You may have heard of Vaginismus? Maybe you have a friend or partner who have told you about it? Or maybe you are one of the estimated 2 in 1000 women who have experience of this painful condition first hand?
Whilst occasional minor pain and burning sensations during sex may not mean anything more serious than your vagina needing more lube, ongoing pain and burning sensations needs investigation.
With more and more women coming forward to seek help for painful & difficult sex, I am seeing an increasing number customers with Vaginisimus.
What is Vaginismus?
Vaginismus is a sexual pain disorder where the muscles in and around the vagina tighten and go into spasm - the vagina can close up completely. It can make penetration, gynecological and pelvic exams difficult, or even impossible. Some women may need anaesthetic before a doctor can examine them.
It is important to note that Vaginismus happens involuntarily without the woman's intentional control and often without any awareness on their part.
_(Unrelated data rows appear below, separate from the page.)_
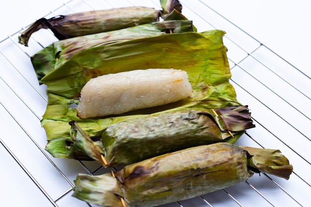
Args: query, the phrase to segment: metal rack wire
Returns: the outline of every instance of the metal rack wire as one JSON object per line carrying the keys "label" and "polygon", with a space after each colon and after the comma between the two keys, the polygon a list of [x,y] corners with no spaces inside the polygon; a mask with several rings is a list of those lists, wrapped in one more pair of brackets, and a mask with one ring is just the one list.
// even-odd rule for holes
{"label": "metal rack wire", "polygon": [[[46,17],[81,10],[109,8],[120,4],[159,7],[157,1],[124,0],[120,3],[108,1],[72,0],[51,11]],[[311,170],[311,154],[308,151],[311,147],[311,136],[308,130],[311,123],[311,112],[301,102],[303,102],[305,106],[308,104],[311,105],[311,92],[306,87],[310,84],[311,78],[209,7],[206,1],[202,0],[191,1],[190,3],[181,1],[184,14],[192,20],[201,31],[217,28],[224,29],[227,33],[224,40],[225,45],[229,49],[228,56],[233,74],[231,81],[236,90],[238,100],[250,106],[256,125],[255,129],[243,135],[237,144],[280,149],[294,166],[294,171],[289,181],[284,181],[265,174],[221,191],[163,207],[276,207],[284,206],[284,204],[286,206],[307,206],[307,195],[311,192],[311,178],[309,174]],[[74,176],[80,172],[95,175],[108,170],[92,162],[60,160],[51,157],[44,149],[45,140],[42,138],[44,137],[43,130],[38,126],[29,127],[29,122],[20,116],[31,114],[30,116],[34,117],[32,120],[39,124],[47,102],[45,87],[44,85],[38,85],[34,74],[30,72],[32,69],[27,60],[35,52],[56,40],[52,33],[47,30],[41,32],[40,35],[34,34],[29,43],[32,46],[26,48],[16,41],[19,33],[24,29],[0,41],[1,65],[3,68],[10,68],[9,72],[5,72],[3,70],[0,74],[1,86],[4,89],[1,89],[1,92],[5,95],[0,99],[1,111],[4,113],[3,117],[15,122],[15,127],[21,132],[20,139],[30,140],[30,144],[40,151],[40,156],[44,157],[43,162],[49,163],[48,165],[56,170],[54,173],[60,176],[61,178],[58,179],[61,181],[59,182],[66,183],[65,187],[61,189],[51,190],[47,187],[47,184],[42,181],[43,178],[37,178],[38,170],[36,167],[31,165],[29,166],[27,162],[21,160],[24,160],[21,155],[22,153],[17,152],[18,149],[12,146],[15,145],[6,137],[0,137],[0,142],[52,206],[68,206],[68,203],[72,204],[71,202],[74,200],[75,206],[85,206],[85,203],[70,197],[74,187]],[[12,55],[17,53],[18,59]],[[267,57],[269,58],[267,59]],[[21,87],[24,88],[26,85],[25,88],[18,88],[18,84],[17,86],[14,84],[16,76],[17,81],[22,82],[23,87]],[[271,78],[276,83],[270,81]],[[279,88],[278,85],[280,84],[285,89],[291,91],[291,96],[282,91],[284,88]],[[31,92],[25,94],[25,90]],[[29,98],[32,95],[35,97],[36,103]],[[15,111],[15,108],[11,105],[12,101],[19,103],[19,105],[22,106],[23,113],[24,114],[26,111],[27,114]],[[301,121],[297,122],[293,117]],[[301,124],[301,120],[303,124]],[[287,129],[286,133],[282,130],[284,128]],[[39,132],[34,133],[34,130]],[[295,136],[295,140],[290,138],[293,136]],[[69,172],[68,166],[74,170]],[[44,175],[41,176],[44,177]],[[297,189],[300,190],[299,192]],[[278,196],[276,197],[273,196],[276,193]],[[66,201],[63,202],[65,200]]]}

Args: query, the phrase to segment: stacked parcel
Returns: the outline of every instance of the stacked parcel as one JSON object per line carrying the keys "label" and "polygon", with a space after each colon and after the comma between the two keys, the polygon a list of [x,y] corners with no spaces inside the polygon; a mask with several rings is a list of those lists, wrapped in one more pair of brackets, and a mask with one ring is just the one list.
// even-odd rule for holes
{"label": "stacked parcel", "polygon": [[[153,15],[159,15],[154,18],[151,23],[141,21],[141,25],[127,26],[127,28],[61,40],[31,57],[39,82],[47,86],[48,104],[41,121],[47,136],[46,150],[56,157],[97,160],[105,167],[112,167],[138,161],[146,163],[154,158],[162,159],[156,158],[162,157],[158,156],[165,158],[171,156],[170,153],[182,154],[185,153],[183,151],[194,149],[194,152],[191,153],[196,154],[197,148],[192,147],[203,146],[207,147],[204,150],[211,149],[217,152],[216,157],[223,156],[226,160],[223,166],[227,164],[233,172],[239,170],[239,167],[243,168],[240,170],[240,177],[227,180],[226,176],[219,177],[223,179],[221,185],[215,184],[215,189],[246,180],[254,172],[281,174],[280,177],[288,179],[292,167],[278,151],[258,152],[260,155],[257,156],[264,154],[264,159],[253,163],[256,160],[252,158],[254,150],[232,145],[246,130],[254,125],[247,106],[236,100],[234,89],[229,82],[231,73],[227,48],[223,42],[225,32],[214,30],[198,33],[192,22],[180,13],[181,5],[178,1],[160,2],[163,10],[155,13],[154,10],[151,10]],[[159,16],[164,17],[163,21],[158,22]],[[46,23],[45,20],[44,22]],[[65,36],[59,39],[71,37]],[[23,38],[20,39],[21,43],[27,45],[29,37]],[[78,117],[76,106],[80,102],[82,89],[89,80],[109,73],[149,69],[175,69],[186,72],[193,90],[191,95],[173,103],[119,115]],[[136,133],[133,133],[133,129]],[[122,136],[118,135],[120,134]],[[139,139],[137,138],[138,137]],[[212,145],[210,147],[207,144]],[[254,150],[254,153],[258,150]],[[222,152],[228,151],[233,152],[229,155],[227,152]],[[240,160],[232,162],[230,158],[233,157],[235,153],[240,156]],[[219,161],[221,160],[220,158]],[[243,163],[242,167],[235,165],[241,163]],[[180,161],[180,164],[185,164],[183,163]],[[266,167],[259,166],[266,163]],[[208,167],[208,171],[213,171],[213,164],[206,164],[207,166],[202,166],[202,169]],[[189,165],[190,168],[192,166]],[[267,168],[271,170],[266,170]],[[88,181],[94,179],[99,183],[116,182],[119,186],[121,185],[119,182],[124,181],[124,177],[120,174],[126,173],[127,168],[125,169],[117,172],[116,178],[113,179],[107,175],[98,178],[79,175],[75,196],[91,203],[93,197],[100,200],[98,195],[89,192],[89,189],[86,191],[87,187],[84,185],[87,186]],[[129,176],[139,177],[144,173],[140,170],[141,168],[135,169],[134,172],[129,173]],[[185,173],[183,169],[181,170],[182,173]],[[160,177],[163,176],[161,179],[165,179],[164,173],[161,175],[159,172]],[[173,171],[170,172],[172,173]],[[171,176],[166,177],[171,179]],[[192,179],[189,176],[187,180],[191,182]],[[204,179],[208,179],[206,176],[201,179],[195,182],[205,183]],[[149,187],[152,192],[153,188]],[[153,193],[142,199],[143,200],[141,203],[135,200],[131,201],[131,198],[126,200],[127,196],[120,193],[123,191],[121,187],[118,188],[113,190],[117,193],[109,192],[106,196],[99,194],[99,197],[110,197],[112,200],[116,197],[117,201],[113,201],[112,204],[98,201],[95,203],[112,207],[147,206],[144,205],[149,202],[148,205],[150,206],[165,203],[166,194],[161,194],[158,199],[146,199],[156,195]],[[167,202],[211,192],[209,189],[197,190],[187,186],[176,187],[175,190],[182,191],[185,188],[190,190],[184,191],[188,196],[181,197],[178,194],[173,194]],[[128,195],[129,198],[132,196],[130,193]]]}

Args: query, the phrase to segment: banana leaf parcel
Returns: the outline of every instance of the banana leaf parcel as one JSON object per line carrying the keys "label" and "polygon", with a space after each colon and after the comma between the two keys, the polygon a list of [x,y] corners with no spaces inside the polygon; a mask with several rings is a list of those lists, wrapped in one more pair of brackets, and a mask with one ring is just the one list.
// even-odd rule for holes
{"label": "banana leaf parcel", "polygon": [[[53,156],[92,160],[75,144],[68,123],[75,120],[100,145],[110,125],[153,113],[182,109],[218,109],[241,105],[236,99],[223,45],[223,31],[214,30],[165,34],[92,47],[60,58],[41,79],[47,85],[48,105],[41,124],[48,139],[46,149]],[[136,69],[173,68],[187,71],[193,92],[180,101],[144,109],[120,116],[80,119],[75,106],[79,93],[91,78]]]}
{"label": "banana leaf parcel", "polygon": [[111,125],[102,135],[100,147],[75,121],[70,124],[73,145],[105,167],[126,165],[200,145],[233,143],[244,130],[254,127],[247,106],[213,111],[183,109]]}
{"label": "banana leaf parcel", "polygon": [[227,188],[254,173],[288,179],[292,171],[278,150],[216,143],[145,160],[113,175],[79,174],[73,196],[106,207],[149,207]]}
{"label": "banana leaf parcel", "polygon": [[181,12],[177,0],[160,0],[162,10],[143,6],[92,10],[61,15],[49,19],[41,18],[18,36],[18,42],[28,47],[30,36],[41,29],[50,29],[59,40],[116,30],[165,19],[174,10]]}
{"label": "banana leaf parcel", "polygon": [[32,56],[31,60],[38,80],[41,83],[41,78],[53,70],[56,64],[65,63],[73,55],[83,50],[166,33],[193,31],[195,31],[190,20],[172,20],[153,22],[55,42]]}

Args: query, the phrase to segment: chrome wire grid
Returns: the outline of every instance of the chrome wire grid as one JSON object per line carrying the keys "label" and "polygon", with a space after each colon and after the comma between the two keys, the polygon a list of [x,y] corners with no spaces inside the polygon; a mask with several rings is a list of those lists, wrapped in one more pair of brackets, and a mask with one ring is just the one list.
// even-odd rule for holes
{"label": "chrome wire grid", "polygon": [[[236,144],[279,149],[293,165],[294,172],[287,181],[254,175],[222,190],[161,206],[310,206],[311,78],[209,7],[207,0],[180,1],[183,13],[198,32],[216,28],[227,32],[224,41],[231,82],[237,100],[251,109],[256,126]],[[160,9],[157,0],[72,0],[45,17],[137,5]],[[110,169],[95,162],[55,158],[45,150],[46,137],[40,121],[47,104],[46,87],[38,84],[30,57],[57,40],[49,30],[41,30],[25,47],[17,40],[24,29],[0,41],[2,202],[5,206],[96,207],[71,197],[73,180],[78,173],[100,174]]]}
Tackling the psychological implications and the physical symptoms simultaneously is an effective way forward, but most important of all is to realise that having Vaginisimus need not mean an end of your sex life.
What Causes Vaginismus?
Many factors can cause Vaginismus, but it is not always fully understood why the condition happens. For some women, it may be caused by a traumatic past experience such as a difficult childbirth or sexual abuse; they may associate sexual activity with pain.
One tragic example was a woman I met who had been a victim of childhood abuse. Not surprisingly, her body didn't want any kind of sex - but she was determined to grit her teeth and go through with it to please her boyfriend, who was unawares of the past trauma.
Other factors causing the condition include, but are not limited to: yeast or urinary infections, menopause, hysterectomies, cancer, surgical procedures or deep-rooted beliefs that sex is "bad"...
How Many Women Suffer With Vaginismus?
According to a Vaginismus information website, the estimated number of women suffering with Vaginsmus is roughly 2 in 1000. Whilst I can't give a definite number, my estimation - based on the number of women with Vaginismus I meet - is that the actual number is a lot higher than that. Every year, I see large numbers of women who have been informally referred to Sh! by their doctor, therapist or nurse specialist - but those are only the ones who have actively looked for help. Add to this all the women who have yet to pluck up the courage to seek help, or those who feel too uncomfortable to talk about their vagina and how it feels during sex.
Cafe V is a support group for female survivors of sexual violence, and it's been estimated that 1 in 4 women have been subjected to non-consensual sex. I know first hand that many of these women go on to developing Vaginismus and may struggle to seek help.
Why is it that women feel so uncomfortable talking about their vaginas that they prefer to suffer in silence rather than seeking out help?
Part of the problem, I believe, is the number of sex-negative doctors, nurses or therapists out there. Many women are reporting back to me that health professionals are unwilling to discuss sex. Over the years, I have met women who have been told to accept their sex life is over, or that they just have to "get through it". This attitude is incredibly damaging, and just adds to the feeling of "failure" on the woman's part.
Treatment for Vaginismus
If the cause is psychological rather than physical, it can be treated using sex therapy, where you are helped to gradually overcome it by using vaginal trainers and relaxation techniques. Dilating means gradually introducing the vagina to the whole idea of penetration by inserting trainers of increasing width/length over a period of time. There is no time limit for overcoming Vaginismus - it may take weeks, months or, in some cases, years.
Whilst the time scale may be off-putting, it's important to try and remain positive. It is absolutely possible to overcome Vaginismus, in fact treatment has a great success rate.
Sex Can Still Be Great!
Having Vaginismus doesn't mean a woman's sex life has to come to a halt. Thinking in broader strokes, sex doesn't have to be penetrative to be great. This is a fact.
A woman's biggest sex organ (apart from her brain, that is) is her clitoris. The clitoris has a whopping 8000 nerve-endings, and their sole function is to offer pleasure. When under treatment for Vaginismus, it can often be a fantastic idea to take penetration off the sexual menu for a while. This will help the brain relax - and if the brain relaxes, so will the vagina. Remove the pressure of having to "perform" and provide a warm place for a penis or dildo to nestle (the penis will survive - I promise) and you may find that the warm nestling place wakes up and starts responding to sensual sensations again.
Spend time working on arousal and desire. I often hear from women with Vaginismus that their desire has hit an all time low, and they never feel in the mood for "sex" (sex, in this case, meaning penetration). Work out what turns you on, read erotica, watch something sexy and spend time playing stroking skin, playing with nipples and consider investing in a small clitoral vibe for some me-time. You may find that play time becomes fun again, which opens up new opportunities as you start to think creatively.